Прежде, чем умереть — страница 5 из 89

— Поплохело герою, — ответил я. — Должно быть, посттравматический синдром.

— Выпейте, лейтенант, — плеснул Репин в стакан из графина и поставил перед страдальцем, после чего обратил своё внимание на нас: — Командование даёт добро. Вы получите оговорённую сумму. И теперь, — положил он передо мной и Станиславом по две бумаги и ручку, — мы всё оформим, как полагается.

— Забавно, — ознакомился я с заверенным печатями контрактом. — И что же, если платить откажетесь, нам с этим вот в мировой суд обратиться? Процесс «Коллекционер и Вдовец против Железного Легиона»?

— Можете не подписывать, если не хотите.

— Нет, — взял Станислав ручку, — мы подпишем. И, если кинете нас, снова, будем показывать каждому встречному, сопровождая задушевной историей.

— Точно, — поставил я автографы. — Глядишь и выпивкой угостят. Кстати, как насчёт аванса? Поиск информации — дело затратное.
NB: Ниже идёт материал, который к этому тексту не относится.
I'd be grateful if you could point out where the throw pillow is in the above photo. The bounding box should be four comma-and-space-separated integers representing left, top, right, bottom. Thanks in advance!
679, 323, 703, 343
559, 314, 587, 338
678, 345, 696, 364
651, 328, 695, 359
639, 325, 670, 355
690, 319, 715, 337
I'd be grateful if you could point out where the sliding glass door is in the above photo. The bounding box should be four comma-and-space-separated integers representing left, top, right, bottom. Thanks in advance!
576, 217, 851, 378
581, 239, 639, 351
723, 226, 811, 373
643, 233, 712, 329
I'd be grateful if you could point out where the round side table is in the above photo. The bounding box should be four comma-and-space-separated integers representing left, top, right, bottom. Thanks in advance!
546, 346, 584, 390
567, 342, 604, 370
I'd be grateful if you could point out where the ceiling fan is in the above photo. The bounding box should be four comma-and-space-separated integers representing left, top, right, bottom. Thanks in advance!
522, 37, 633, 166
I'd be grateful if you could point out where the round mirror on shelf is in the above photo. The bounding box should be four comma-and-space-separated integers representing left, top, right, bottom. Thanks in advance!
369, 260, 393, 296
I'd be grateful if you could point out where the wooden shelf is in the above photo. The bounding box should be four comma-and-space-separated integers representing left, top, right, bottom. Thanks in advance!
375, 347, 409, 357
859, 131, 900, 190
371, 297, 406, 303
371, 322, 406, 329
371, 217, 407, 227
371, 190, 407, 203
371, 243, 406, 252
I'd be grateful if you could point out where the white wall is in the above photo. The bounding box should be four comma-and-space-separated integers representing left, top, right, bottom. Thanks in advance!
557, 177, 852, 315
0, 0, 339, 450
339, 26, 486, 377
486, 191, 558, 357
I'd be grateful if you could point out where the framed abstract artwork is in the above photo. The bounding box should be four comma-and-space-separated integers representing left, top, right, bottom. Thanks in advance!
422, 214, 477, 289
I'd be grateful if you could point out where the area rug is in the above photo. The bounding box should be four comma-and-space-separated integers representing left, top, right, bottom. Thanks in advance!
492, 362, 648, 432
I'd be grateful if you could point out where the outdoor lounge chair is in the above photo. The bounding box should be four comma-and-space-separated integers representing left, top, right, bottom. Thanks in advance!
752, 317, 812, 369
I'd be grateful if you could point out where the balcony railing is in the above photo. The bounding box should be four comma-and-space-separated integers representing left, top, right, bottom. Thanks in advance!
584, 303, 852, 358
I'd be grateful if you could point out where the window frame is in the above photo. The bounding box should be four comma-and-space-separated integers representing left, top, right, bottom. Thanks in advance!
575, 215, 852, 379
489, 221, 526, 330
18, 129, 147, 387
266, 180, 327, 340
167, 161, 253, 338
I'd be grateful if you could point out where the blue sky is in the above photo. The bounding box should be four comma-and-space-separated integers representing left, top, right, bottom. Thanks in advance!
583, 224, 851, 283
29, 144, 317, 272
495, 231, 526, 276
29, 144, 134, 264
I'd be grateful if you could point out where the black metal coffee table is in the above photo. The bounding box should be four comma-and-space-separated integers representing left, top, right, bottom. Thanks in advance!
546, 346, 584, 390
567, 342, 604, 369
— Сейчас казна пуста, — развёл капитан руками. — Но если вам нужна экипировка и амуниция...

— Не откажемся, — передвинул Станислав подписанный экземпляр заказчика к противоположному краю стола.

— Полученной информации достаточно?

— Более чем, — закончил я с бюрократией.

— Отлично. И ещё, чуть ни забыл, вам в помощь будет придан лейтенант Павлов.

— Это ещё для чего? — состроил недовольную мину Станислав.

— В помощь, — повторил Репин. — Кроме того, я вам не доверяю. Павлов будет информировать меня обо всём, что происходит. На этом предлагаю завершить нашу встречу и перейти к делам.

В арсенал Репин с нами не пошёл, выдал пропуска и сержанта Ерофеева с наставлением «не злоупотреблять». Кроме того удалось разорить Легион на заправленный под горло грузовик из муромского автохозяйства, двухсотлитровую бочку соляры и рацию, дабы наши странствия не затягивались, а ценная информация о ходе расследования оперативно поступала заказчику.

Как следует прибарахлившись, затарившись провиантом и немного вздремнув, с первыми лучами Солнца мы подобрали Павлова и выдвинулись навстречу приключениям.


Глава 4



Пищеварительный тракт свиньи прекрасен, он принимает от этого мира всё, что тот даёт, и превращает в говно. Овощи, корнеплоды, хлеб, икра, помои, антрекот по-бретонски — он из всего с равным успехом сделает однородную каловую массу. В том числе и из человека. Конечно, сытая свинья предпочтёт что-то менее жёсткое, но она никогда не бывает достаточно сыта. Если тот, кто работает со свиньями, надолго исчезает, соседи первым делом берут грабли и идут проверять, нет ли в загоне пряжек, пуговиц, монет и других неперевариваемых вещей. Заокская пустошь давно стала таким загоном, и нам понадобятся чертовски большие грабли, чтобы разгрести тамошнее говно.

— Бля! Не гони так! — посоветовал Стас сидящему за рулём Павлову и крепче вцепился в сидушку, надеясь уберечь голову от очередной встречи с крышей кабины.

— Разве нам не нужно спешить? — спросил лейтенант, глядя на меня. — Я думал, горячий след и всё такое.

— Сбавь, — согласился я со Станиславом. — Так от нас самих горячий след останется. Эта колымага, наверняка, войну помнит, прояви уважение к мощам.

Будто, вторя моим словам, ЗиЛок закряхтел и стрельнул глушителем, отчего Павлов тут же лёг грудью на баранку.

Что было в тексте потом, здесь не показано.